NAD is an investigative unit of the advertising industry’s system of self-regulation and is a

division of the BBBNP’s self-regulatory and dispute resolution programs. The express claims challenged by Campbell included:

  • “Includes 0g Added Sugars”
  • “Includes 8g Added Sugars” (for Chocolate Oatmilk Chilled product only)
  • “No added sugar(s)”
  • “We don’t add sugar (We thought it was worth repeating)”
  • “. . . we have added some sugar to this product, but only 8 grams per serving” (for Chocolate Oatmilk Chilled product only)”
  • “Sugar-Free”

When a product or claim before NAD is also the subject of federal regulation or federal agency action, the self-regulatory forum harmonizes its efforts with any applicable regulation so that advertisers are held to consistent standards. However, deference to regulatory authority is not automatic, and it never completely replaces the obligation of the self-regulation system to exercise its own sound discretion.

The challenger contended that “0g added sugars” claims on the Nutrition Facts Panel of the label for Oatly oatmilk products is misleading because the hydrolysis process, which turns oats into oatmilk, creates sugars “in situ” as the oats are broken down into smaller components. Oatly countered that its “Includes 0g added sugars” claims declarations are on labels mandated by the Food and Drug Administration (FDA) under its new “added sugars” rule, which will come into effect on January 1, 2020.   NAD noted that if FDA’s “added sugars” rule clearly required Oatly to claim that its oatmilks contained 0g added sugars, NAD would not be able to review the truthfulness of the claim since it would be mandated by federal law.

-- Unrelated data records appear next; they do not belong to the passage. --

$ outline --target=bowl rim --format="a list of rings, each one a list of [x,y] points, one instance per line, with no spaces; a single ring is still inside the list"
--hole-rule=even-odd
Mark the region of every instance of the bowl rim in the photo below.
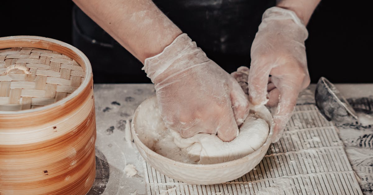
[[[152,96],[147,98],[145,100],[140,104],[140,105],[139,105],[139,106],[136,109],[136,110],[135,111],[135,113],[134,114],[134,115],[132,117],[132,120],[131,122],[131,132],[132,134],[132,138],[134,139],[135,145],[136,145],[137,147],[140,147],[147,154],[157,158],[160,161],[165,162],[168,164],[172,164],[178,167],[183,167],[187,168],[193,168],[197,169],[211,170],[215,169],[217,168],[222,168],[226,167],[235,166],[244,163],[246,161],[250,160],[252,158],[254,158],[255,157],[259,156],[260,154],[262,154],[262,152],[263,152],[262,151],[262,150],[266,148],[267,148],[267,148],[269,147],[269,145],[271,144],[271,142],[272,141],[272,136],[273,134],[274,123],[273,120],[273,118],[272,118],[271,115],[271,124],[268,124],[268,125],[270,126],[269,132],[268,134],[268,136],[267,137],[267,139],[266,140],[266,142],[258,149],[256,150],[253,153],[250,153],[242,158],[224,162],[207,164],[191,164],[170,159],[166,157],[164,157],[163,156],[162,156],[150,149],[150,148],[148,148],[148,146],[146,146],[145,144],[143,143],[141,141],[140,139],[138,137],[138,136],[136,134],[135,131],[136,130],[135,128],[135,121],[137,117],[138,111],[141,108],[141,105],[142,105],[144,102],[145,102],[148,101],[150,101],[151,98],[154,98],[154,96]],[[265,107],[265,106],[264,105],[263,106],[269,112],[269,111],[267,108]],[[266,121],[266,122],[267,122],[267,123],[268,123],[268,121]],[[265,152],[267,150],[266,150],[265,151],[264,151],[264,152]],[[149,162],[151,164],[151,162]]]
[[[85,75],[84,75],[84,80],[81,84],[80,86],[79,86],[76,90],[74,91],[73,92],[70,94],[70,95],[61,100],[54,102],[50,104],[48,104],[48,105],[37,108],[32,108],[31,109],[27,109],[17,111],[0,111],[0,115],[24,114],[26,113],[33,113],[48,109],[52,108],[62,105],[66,103],[69,100],[72,99],[74,98],[74,97],[82,92],[84,90],[84,88],[85,87],[85,86],[88,86],[89,84],[91,77],[93,76],[92,75],[92,67],[91,66],[91,63],[90,62],[89,60],[88,60],[88,58],[87,58],[87,56],[86,56],[82,52],[78,49],[78,48],[70,44],[66,43],[61,41],[59,41],[58,40],[53,38],[40,37],[38,36],[21,35],[19,36],[10,36],[9,37],[0,37],[0,41],[12,40],[14,40],[15,41],[32,41],[33,40],[44,41],[57,44],[61,46],[70,49],[73,52],[75,52],[76,55],[77,55],[79,57],[80,57],[81,58],[82,60],[84,62],[84,65],[85,66]],[[35,47],[34,48],[43,49],[46,49],[45,47]],[[0,48],[0,49],[3,49]],[[61,54],[66,55],[65,54],[64,54],[63,53]],[[81,66],[82,66],[83,65],[79,64],[79,65]]]

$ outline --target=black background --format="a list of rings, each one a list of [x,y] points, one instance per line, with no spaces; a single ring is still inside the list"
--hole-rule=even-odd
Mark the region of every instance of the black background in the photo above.
[[[368,1],[322,1],[307,26],[311,82],[373,83],[371,7]],[[70,1],[4,1],[0,37],[34,35],[72,43]]]

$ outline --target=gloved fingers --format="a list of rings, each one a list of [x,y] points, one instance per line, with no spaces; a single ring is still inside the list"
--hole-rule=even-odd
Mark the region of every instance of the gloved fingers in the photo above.
[[[283,84],[279,88],[280,98],[276,111],[273,116],[275,128],[272,142],[280,139],[286,124],[291,117],[297,103],[299,90],[291,86]]]
[[[221,116],[219,119],[220,120],[217,128],[217,136],[224,142],[230,142],[238,135],[238,127],[230,105],[227,105],[224,112],[222,113],[225,115]]]
[[[237,82],[232,79],[230,96],[233,114],[237,125],[242,124],[249,114],[249,101]]]
[[[242,72],[244,73],[247,75],[249,75],[249,71],[250,71],[250,69],[249,69],[248,67],[247,66],[240,66],[237,69],[237,71],[239,72]]]
[[[269,83],[267,85],[267,90],[268,92],[270,92],[275,88],[276,88],[276,86],[273,83]]]
[[[270,68],[263,63],[251,64],[247,82],[250,101],[254,105],[264,104],[267,101],[267,86]]]
[[[244,72],[237,71],[231,73],[231,75],[235,78],[237,82],[247,83],[248,75]]]
[[[279,101],[280,91],[276,88],[272,89],[268,92],[268,102],[266,105],[270,107],[277,106]]]

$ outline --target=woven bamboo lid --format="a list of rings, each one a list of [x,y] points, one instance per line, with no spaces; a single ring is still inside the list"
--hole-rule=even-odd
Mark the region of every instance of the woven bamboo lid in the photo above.
[[[85,73],[57,52],[31,47],[0,50],[0,111],[37,108],[73,93]]]

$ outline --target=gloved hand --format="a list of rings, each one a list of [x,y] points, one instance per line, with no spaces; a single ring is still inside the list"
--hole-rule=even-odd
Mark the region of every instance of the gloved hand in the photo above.
[[[235,79],[186,34],[145,59],[143,69],[154,84],[167,127],[185,138],[217,132],[223,141],[235,138],[248,114],[248,101]]]
[[[299,92],[310,84],[304,41],[305,27],[292,11],[278,7],[263,14],[253,42],[248,83],[250,102],[277,104],[273,142],[277,142],[296,103]],[[269,83],[269,76],[272,84]],[[272,88],[269,92],[268,89]]]

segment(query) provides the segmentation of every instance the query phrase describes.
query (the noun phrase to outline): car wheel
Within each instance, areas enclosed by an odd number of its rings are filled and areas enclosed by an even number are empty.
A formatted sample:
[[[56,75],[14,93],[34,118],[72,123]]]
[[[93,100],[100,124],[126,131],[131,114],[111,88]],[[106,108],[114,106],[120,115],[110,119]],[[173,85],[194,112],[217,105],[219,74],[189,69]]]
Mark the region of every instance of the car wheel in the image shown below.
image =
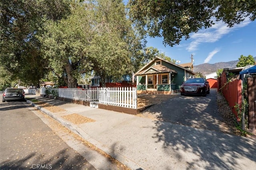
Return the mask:
[[[203,93],[202,95],[204,97],[205,97],[206,96],[206,89],[205,89],[204,91],[204,93]]]

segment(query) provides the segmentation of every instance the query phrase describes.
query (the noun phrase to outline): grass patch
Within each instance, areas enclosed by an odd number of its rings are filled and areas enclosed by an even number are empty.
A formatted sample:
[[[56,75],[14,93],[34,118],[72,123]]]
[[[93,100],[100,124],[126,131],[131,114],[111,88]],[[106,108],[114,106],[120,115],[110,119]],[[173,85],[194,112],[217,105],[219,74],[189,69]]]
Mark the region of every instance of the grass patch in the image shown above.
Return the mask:
[[[29,99],[28,99],[28,100],[29,100]],[[31,101],[32,102],[38,102],[38,101],[38,101],[38,100],[37,100],[36,99],[33,99],[32,100],[31,100]]]

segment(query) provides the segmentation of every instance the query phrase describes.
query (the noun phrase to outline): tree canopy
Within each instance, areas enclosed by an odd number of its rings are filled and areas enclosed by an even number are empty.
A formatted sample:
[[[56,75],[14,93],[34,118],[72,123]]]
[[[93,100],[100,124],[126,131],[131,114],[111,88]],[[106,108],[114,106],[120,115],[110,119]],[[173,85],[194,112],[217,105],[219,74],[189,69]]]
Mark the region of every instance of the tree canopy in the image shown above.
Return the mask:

Here, due to uncertainty around the definition of added sugars, NAD did not conclude that claims about added sugars are “mandated or expressly approved by federal law or regulation” such that NAD would be deprived of jurisdiction.

However, NAD determined that the Nutrition Facts Panel, standing alone, is not advertising as defined by ASRC Procedures, and is therefore outside the scope of NAD review. The Nutrition Facts Panel is placed on product packaging for the purpose of complying with FDA rules, not for the purpose of conveying a commercial message in order to induce a sale.

NAD concluded, however, that when the Nutrition Facts Panel is restated and used in advertising, its purpose is not compliance with FDA rules, and it can be treated as a paid commercial message whose purpose is to induce a sale. When the advertiser chooses to use the Nutrition Facts Panel as advertising, the consumer takeaway from the claims about “added sugars” must be considered. Without taking a position on whether Oatly’s Nutrition Facts Panels are in compliance with FDA regulations, NAD recommended that Oatly not re-post or restate the “added sugars” line of the Nutrition Facts Panel in its advertising, but noted that nothing in the decision prevents Oatly from using the “added sugars” line of the Nutrition Facts Panel in a context that is not advertising, such as on product packaging for the purpose of complying with FDA regulation.

NAD, relying on the advertiser’s representation that the “no added sugar” advertising claims at issue have been permanently discontinued, did not review the claims on their merits. The voluntarily discontinued claims will be treated, for compliance purposes, as though NAD recommended their discontinuance and the advertiser agreed to comply.

Finally, with regard to the “Sugar-Free” claims which appeared on third party websites, NAD noted the advertiser’s representation that it had taken steps to ensure that third-parties were not falsely describing its products as “Sugar-Free.” NAD will treat the advertiser’s actions, for compliance purposes, as though NAD had recommended them and the advertiser agreed to comply.

In its advertiser’s statement, Oatly stated that it “supports the self-regulatory process   and agrees to comply with NAD’s recommendations,” and that it is continuing to seek greater regulatory clarity regarding hydrolysis related sugars.